September 25, 2020

SHIVERS and the Birth of Body Horror

SHIVERS (Blu-ray Review)
1975 / 88 min

From LIONSGATE

Review by Josey, the Sudden Cat🙀

The night I watched Shivers, I had a weird dream where I was being chased by bloody, infected maniacs like the ones in the movie. Leading the charge was co-star Lynn Lowry, only older, as she appears in one of this disc's new bonus features. Just as she was about to lock lips with me, Jeffrey Dean Morgan (who’s not in the movie) came up from behind and shot her. Afterwards, Jeff and I got on my iPad and created the world’s greatest pop song with GarageBand.

I only mention this because I’ve seen so many horror movies over the years that very few of them ever follow me into my sleep. It isn’t that Shivers is scary. Hell, it ain’t even that eerie or atmospheric. But despite some low-budget crudity and amateurism that renders parts of it unintentionally humorous - especially 45 years later - there’s something pretty damned unnerving about the movie as a whole. The fact that it’s so rough around the edges might even be a contributing factor. 


As grassroots feature film debuts go, Shivers was to David Cronenberg’s career what Night of the Living Dead was to George A. Romero’s and Last House on the Left was to Wes Craven’s...A calling card with the promise of greater things to come. One could easily argue that, artistically, Cronenberg was the most successful of the three at fulfilling that promise. Shivers is far from his best film, but without it, we may not have gotten such body-horror classics as The Brood, Scanners, Videodrome and The Fly, to say nothing of his more mature movie mind-benders that wowed critics and alienated the yahoo crowd.


Conceptually, Shivers remains one of Cronenberg’s most perverse. Sort of like Invasion of the Body Snatchers filtered through a ‘70s porno aesthetic (though it ain’t pornographic), the film features some nasty lab-grown parasites that take up residence in a swanky apartment complex, infecting their victims with an insatiable sex drive. Typical of the Cronenberg we would grow to know and love, sex and violence are mutually compatible, such as the way these big slimy critters transfer from one host to another. 


Here you go, ladies.
Though crude and cheap, with bland characters and questionable performances, this is essentially where body horror was born (in movies, anyway). On a purely visceral level, Shivers is visually and conceptually disturbing, which is pretty impressive considering the limited resources Cronenberg had at his disposal. Overall, it lacks the spit & polish of his more iconic films, but the seeds for them - and every other excursion into body horror - were planted here. 

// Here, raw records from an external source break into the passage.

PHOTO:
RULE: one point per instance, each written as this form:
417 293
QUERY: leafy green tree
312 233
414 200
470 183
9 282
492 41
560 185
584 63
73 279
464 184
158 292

In that context, Shivers is nearly as influential as Night of the Living Dead and Halloween. But even back then, it was obvious David Cronenberg was less interested in scaring an audience than getting under their skin (no pun intended). With hindsight, I suppose it was inevitable that he'd eventually leave the genre behind because, unlike most of his peers, he knew exploring human nature’s nasty side wasn’t necessarily limited to traditional horror. 


For this Blu-ray - #18 in the Vestron Collector’s Series - Shivers is nicely restored and comes with a great batch of bonus material, some of which feature Cronenberg himself, who clearly appreciates what it meant to his career. The film itself ain’t exactly a masterpiece, but it’s certainly an interesting look at an audacious director’s humble beginnings and the birth of body horror. The concept alone might even be creepy enough to stick around in your head for a while. Sweet dreams!


EXTRA KIBBLES

NEW INTERVIEWS - “Mind Over Matter” (writer/director David Cronenberg); “Good Night Nurse” (co-star Lynn Lowry); “Outside and Within” (Make-up FX artist Joe Biasco); “Celebrating Cinepix” (Greg Dunning, son of Cinepix founder John Dunning, who produced Shivers).

ARCHIVAL INTERVIEWS - David Ceonenberg, from 1998.

2 AUDIO COMMENTARIES - 1) by Cronenberg; 2) by co-producer Don Carmody.

STILL GALLERY - Movie stills. There’s also an optional archival audio interview with producer John Dunning.

2 TRAILERS

TV & RADIO SPOTS - After being retitled They Came from Within for the US.

DIGITAL COPY

KITTY CONSENSUS:

PURR-R-R...LIKE A GOOD SCRATCH BEHIND THE EARS.